New twists in Democratic donor Terry Bean's prosecution
One of the strangest legal cases in Oregon continues to get weirder, and now a lawyer in Portland is fighting for his reputation.
Prosecutors earlier this year reinvigorated the sex abuse prosecution of a prominent Democratic donor and activist, Terry Bean, based on an alleged 2013 hotel-room encounter with a then-15-year-old boy.
The case appeared largely unchanged until late last month, when newly filed documents showed what appear to be a close collaboration between Bean's lawyer, Derek Ashton, and the lawyer for the alleged victim, known as "M.S.G.," to keep him from testifying in a 2015 trial.
His lack of testimony led to the case collapsing.
"Let's finish these guys," Ashton wrote to M.S.G.'s then-lawyer in an Aug. 26, 2015, text message, according to court records.
Now, armed with texts, emails, bank records and the cooperation of a lawyer and a legal assistant who allegedly participated in the effort to hide the witness, the focus of the criminal investigation has turned to Ashton — himself a former prosecutor — and whether the $220,000 settlement to the alleged victim that the lawyer engineered constituted bribery.
Meanwhile, Ashton also faces an ethics probe opened Sept. 4 by the organization that oversees lawyers, the Oregon State Bar.
The situation shows new jeopardy, not just for Ashton, but for Bean, who is considered a hero to many for his gay marriage activism. It also sheds light on the sometimes-murky area between criminal law, with its potential for prison time, and its civil cousin, in which cases revolve around money.
An Aug. 30 motion filed by prosecutors in Lane County Circuit Court reveals the details of M.S.G's account to police that he was paid to not testify in the criminal case. It says the alleged victim's then-lawyer, Lori Deveny, also engaged in a "conspiracy" with Ashton "to absent her client ... for a sum of money, from subpoena service and his consequential unavailability to testify at the pending criminal trial."
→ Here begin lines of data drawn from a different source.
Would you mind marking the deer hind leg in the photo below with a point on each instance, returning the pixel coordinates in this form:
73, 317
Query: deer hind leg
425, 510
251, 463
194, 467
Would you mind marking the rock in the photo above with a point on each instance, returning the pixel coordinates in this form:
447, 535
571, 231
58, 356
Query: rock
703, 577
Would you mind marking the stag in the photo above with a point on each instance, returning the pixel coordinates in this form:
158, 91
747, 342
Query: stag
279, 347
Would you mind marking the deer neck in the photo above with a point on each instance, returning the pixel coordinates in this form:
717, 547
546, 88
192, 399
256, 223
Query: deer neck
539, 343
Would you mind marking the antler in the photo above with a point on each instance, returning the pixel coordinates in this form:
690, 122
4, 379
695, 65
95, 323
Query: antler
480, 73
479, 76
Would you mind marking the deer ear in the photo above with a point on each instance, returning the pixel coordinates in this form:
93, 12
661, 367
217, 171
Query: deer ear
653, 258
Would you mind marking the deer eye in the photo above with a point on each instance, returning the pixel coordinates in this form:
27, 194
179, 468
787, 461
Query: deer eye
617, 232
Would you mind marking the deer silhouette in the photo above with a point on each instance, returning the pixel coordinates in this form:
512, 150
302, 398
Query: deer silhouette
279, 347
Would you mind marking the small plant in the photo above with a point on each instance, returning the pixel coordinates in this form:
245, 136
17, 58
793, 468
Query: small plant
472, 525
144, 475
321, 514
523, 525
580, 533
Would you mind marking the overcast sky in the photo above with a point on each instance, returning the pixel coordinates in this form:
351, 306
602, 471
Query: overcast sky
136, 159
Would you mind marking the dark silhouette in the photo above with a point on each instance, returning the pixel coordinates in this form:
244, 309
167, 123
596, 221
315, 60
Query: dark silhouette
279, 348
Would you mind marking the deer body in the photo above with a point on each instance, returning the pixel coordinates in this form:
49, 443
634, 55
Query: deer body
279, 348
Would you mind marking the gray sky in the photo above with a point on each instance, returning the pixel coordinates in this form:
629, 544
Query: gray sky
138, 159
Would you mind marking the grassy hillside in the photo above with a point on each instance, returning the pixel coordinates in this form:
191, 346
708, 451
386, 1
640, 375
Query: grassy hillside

The filing details new emails, text messages, cell call records, bank statements and legal bills to support the prosecutor's claim that the actions "implicate" the statutes prohibiting "bribery" of a witness.
Ashton, for his part, has denied any wrongdoing by either him or his client in court filings. He and Bean's other lawyers have accused the prosecution of making trumped-up claims in order to sway the case, saying the payment was merely to settle a threatened civil lawsuit, to spare Bean damage to his reputation.
"The message they are now sending to every attorney in the state is that if you settle a civil lawsuit when a criminal case is pending, then a desperate prosecutor might subsequently charge you with a crime," said Cliff Davidson, another Bean lawyer and a partner of Ashton's at the firm Sussman Shank. "That is not the law and it should not be the policy of the state."
Arden Olson, the lawyer defending Ashton in the Bar ethics probe, said in an email, "We question the motivation, timing and credibility of the prosecutor's statements in court and the prosecutor's recent filing."
In Oregon, certain criminal cases can be dismissed under what's called a "civil compromise" if the defendant agrees to pays the victim a negotiated sum and the judge approves it.
In the Bean case, a judge in 2015 rejected a proposed civil compromise, saying it was inappropriate for a child sex abuse case.
But civil negotiations continued anyway, leading to an initial $20,000 payment before the prosecution's case imploded due to M.S.G.'s non-cooperation, and another $200,000 after the case was dropped.
To avoid police tracking down the alleged victim for purposes of making him testify in the case, M.S.G.'s lawyer, Deveny, worked with her friend, Deanna Wray, to hide him in Wray's family cabin in a remote location in Oregon, according to an affidavit filed recently. The effort involved a "burner" cell phone and the disabling of a rental car's "LoJack" tracking device.
Tung Yin, a professor at Lewis & Clark School of Law, said the filings in the case so far allow for either interpretation — Ashton's or the prosecutors — to be true.
But he said the notion that Bean paid $200,000 to avoid harm to his reputation is open to question. Bean "really doesn't have much of a reputation at this point," following the aborted 2015 trial, the professor said.
The other part of Ashton's story — that M.S.G. did not want to testify in criminal court but was ready to sue Bean in 2015, prompting the settlement — also could be subject to attack.
"If the victim is so unwilling to come forward (in the criminal case)," Yin said, "It's a little hard to see why he would be motivated to come forward in the civil case, where he would need to testify, be cross-examined and so on ... It would be the same concerns."